HOLT v. The STATE.
Earl Leonard Holt appeals his conviction of burglary. He contends the evidence was insufficient and that the court should have charged the jury on the lesser included offense of theft by taking.
Construed in favor of the verdict the evidence shows that on a clear sunny day, a witness saw Holt standing near a parking booth at a parking lot that was closed for Thanksgiving. The witness saw Holt reach into the parking booth then go inside the parking booth and come out while stuffing something into his pocket. After Holt left, the witness saw that the booth door was cracked open and items inside had been moved around, which was different from normal. Holt was found later that day with numerous parking tickets, identified as belonging to the parking company, lying near him. A CD player was also found next to Holt, which later was identified as coming from inside the parking booth. The investigating officer also witnessed the disarray in the parking booth and saw parking tickets identical to those found near Holt. The booth owner testified about the damage to the booth, identified the parking tickets and their value, and identified the CD player. Finally, the booth had been secured using plexiglass and plastic covering that had been employed because of a prior break in.
1. A person commits the offense of burglary
when, without authority and with the intent to commit a felony or theft therein, he enters or remains within the dwelling house of another or any building ․, or other such structure designed for use as the dwelling of another or enters or remains within any other building ․, or any room or any part thereof.

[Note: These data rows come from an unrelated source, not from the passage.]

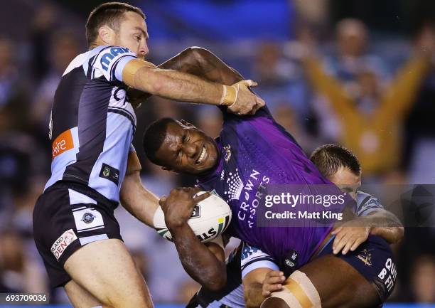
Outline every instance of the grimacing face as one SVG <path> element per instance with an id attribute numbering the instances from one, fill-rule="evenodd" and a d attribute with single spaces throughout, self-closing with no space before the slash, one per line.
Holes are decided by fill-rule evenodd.
<path id="1" fill-rule="evenodd" d="M 328 179 L 356 200 L 357 189 L 361 186 L 361 174 L 357 176 L 349 168 L 342 166 Z"/>
<path id="2" fill-rule="evenodd" d="M 148 38 L 145 20 L 137 13 L 129 11 L 124 14 L 112 44 L 127 48 L 138 58 L 144 59 L 149 53 Z"/>
<path id="3" fill-rule="evenodd" d="M 168 124 L 166 138 L 156 153 L 163 169 L 188 174 L 211 170 L 219 161 L 215 140 L 184 120 Z"/>

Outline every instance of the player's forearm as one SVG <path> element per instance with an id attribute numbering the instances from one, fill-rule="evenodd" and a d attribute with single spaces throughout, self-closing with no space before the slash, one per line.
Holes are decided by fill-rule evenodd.
<path id="1" fill-rule="evenodd" d="M 196 238 L 187 223 L 169 230 L 186 272 L 206 289 L 221 289 L 227 280 L 225 262 Z"/>
<path id="2" fill-rule="evenodd" d="M 127 175 L 120 192 L 122 206 L 146 225 L 154 228 L 153 218 L 159 198 L 141 184 L 139 172 Z"/>
<path id="3" fill-rule="evenodd" d="M 259 282 L 252 282 L 245 288 L 245 304 L 247 308 L 258 308 L 266 299 L 262 295 L 262 287 Z"/>
<path id="4" fill-rule="evenodd" d="M 140 68 L 134 75 L 134 87 L 171 100 L 215 105 L 220 104 L 223 92 L 222 85 L 157 68 Z"/>

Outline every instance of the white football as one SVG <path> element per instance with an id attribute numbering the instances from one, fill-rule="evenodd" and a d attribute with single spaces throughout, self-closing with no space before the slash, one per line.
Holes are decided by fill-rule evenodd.
<path id="1" fill-rule="evenodd" d="M 205 193 L 200 191 L 197 196 Z M 202 242 L 207 243 L 221 235 L 231 221 L 231 208 L 220 196 L 212 193 L 210 197 L 195 206 L 188 224 L 196 237 Z M 157 233 L 168 240 L 173 241 L 172 235 L 165 223 L 165 216 L 159 206 L 154 218 L 154 228 Z"/>

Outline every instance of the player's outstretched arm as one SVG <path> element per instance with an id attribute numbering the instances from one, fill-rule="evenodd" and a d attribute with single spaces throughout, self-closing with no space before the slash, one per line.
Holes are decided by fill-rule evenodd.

OCGA § 16-7-1(a). Holt contends there was no evidence that the “plane” of the structure was broken. See generally Meadows v. State, 264 Ga.App. 160, 164(3), 590 S.E.2d 173 (2003). But, clearly there was. The eyewitness saw Holt reach in and go in the booth and he was found with items that had previously been in the booth. Id. “Georgia law on burglary does not require a breaking, but requires proof of entry.” Mullinnix v. State, 177 Ga.App. 168, 169, 338 S.E.2d 752 (1985).
Holt also contends the parking booth is not a building as required by OCGA § 16-7-1. But “ ‘Georgia's (burglary) statute is very broad and does not limit its application to buildings of any particular type or in any particular condition.’ ” (Footnote omitted.) Garrett v. State, 259 Ga.App. 870, 871(1), 578 S.E.2d 460 (2003). “[T]he purpose of the shelter as a storage structure for valuable goods, its relevance to the business, and its inaccessibility to the public when the business is secured render the shelter a ‘building’ under the statute.” (Footnote omitted.) Id. The parking booth falls within this category as a matter of law.1 Compare Redfern v. State, 246 Ga.App. 572, 575, 540 S.E.2d 701 (2000) (TV tower not a building under the statute); Smith v. State, 226 Ga.App. 9, 10, 485 S.E.2d 572 (1997) (trial court's ruling that unfinished house was a “building” as contemplated by the burglary statute affirmed). The evidence was sufficient to support the verdict of burglary.
2. Holt also contends the trial court should have charged the jury on the lesser included offense of theft by taking. He argues that because there was an issue of fact as to whether the structure was a building, he could have been guilty of theft by taking instead of burglary. But despite the fact that the trial court submitted the issue to the jury, as we have held above, the question of whether a structure is a “building” under the statute is a matter of judicial construction. Because Holt either committed burglary or committed no crime at all, a charge on theft by taking was not required.
1. See Curlee v. Mock Enterprises, 173 Ga.App. 594, 600(4), 327 S.E.2d 736 (1985) (“Any question as to the proper construction to be given to a statute is for the court to determine ([cits.]), and application of a statute's terms to undisputed facts is a question of law. [Cits.]”).
SMITH, P.J., and MIKELL, J., concur.